Cependant la loi locale soumise au bon vouloir du seigneur Jean d'Auferre (Nicol Williamson) a tôt fait d’orienter les sentences à son avantage et l’hilarité s’estompe sèchement lorsqu’une malheureuse est exécutée pour sorcellerie. Richard va ainsi se confronter à cette mascarade lorsqu’il devra défendre un cochon jugé responsable de la mort d’un enfant. D’abord réticent, il comprend que l’affaire revêt un enjeu plus vaste, le cochon appartenant à un groupe d’Egyptiens que la communauté cherche à expulser de la ville. Sous le charme de la belle Samira (Amina Annabi), Richard enquête et découvre toutes les strates sous-terraines de pouvoir qui régissent la ville sous couvert de croyance. L’atmosphère est réellement captivante, à la fois pour les ruptures de ton entre tragicomique, sensualité moite et barbarie. La mise en scène de Leslie Megahey parvient avec un égal brio à poser l’imagerie réaliste d’un Moyen-Age fangeux (les rats, les odeurs et la crasse sont palpables comme rarement), et à user de ses décors naturels (tournage en France dans lé région Rhône-Alpes) comme de studio pour traduire par l’image les échelles de pouvoir et de domination. L’échappée à ce carcan se fait par un onirisme envoûtant où façon Twin Peaks médiéval, certains indices essentiels parviennent à Richard à travers des songes et hallucinations particulièrement inventifs.

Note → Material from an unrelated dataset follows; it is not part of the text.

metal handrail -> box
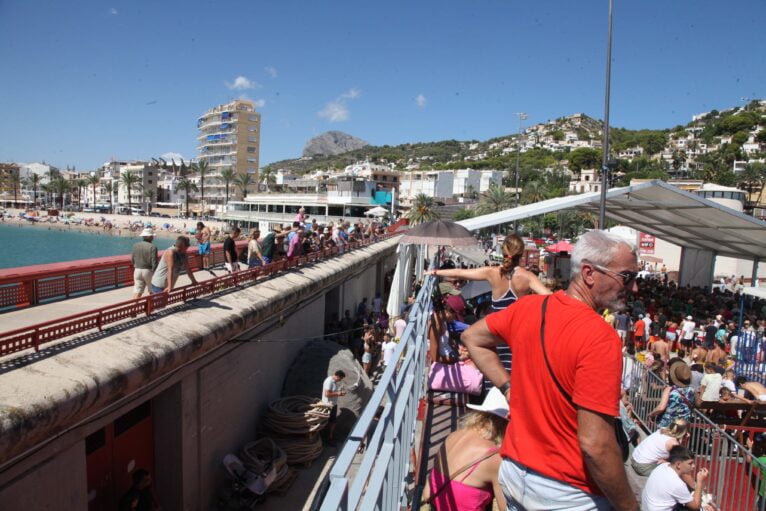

Plus le récit avance, plus le mariage entre la tonalité grotesque et la trame plus sérieuse forme un tout cohérent témoignant du grand mensonge de l’inquisition - notamment cette scène de banquet fellinienne. Les pauvres sont une chair tout aussi sacrifiables que cet innocent cochon, destinés à endosser les travers des dominants comme nous le comprendront. Récit social, romance, comédie noire, toutes ces directions sont brillamment menées et portées par une interprétation de premier plan : Donald Pleasence en procureur glacial, Ian Holm en abbé malicieux, Nicol Williamson tout en décontraction calculatrice. C’est cependant le couple Colin Firth/Amina Annabi qui emporte l’adhésion et apporte un souffle romantique et charnel bienvenu dans ce cadre sinistre. Une belle curiosité méconnue à vraiment découvrir donc.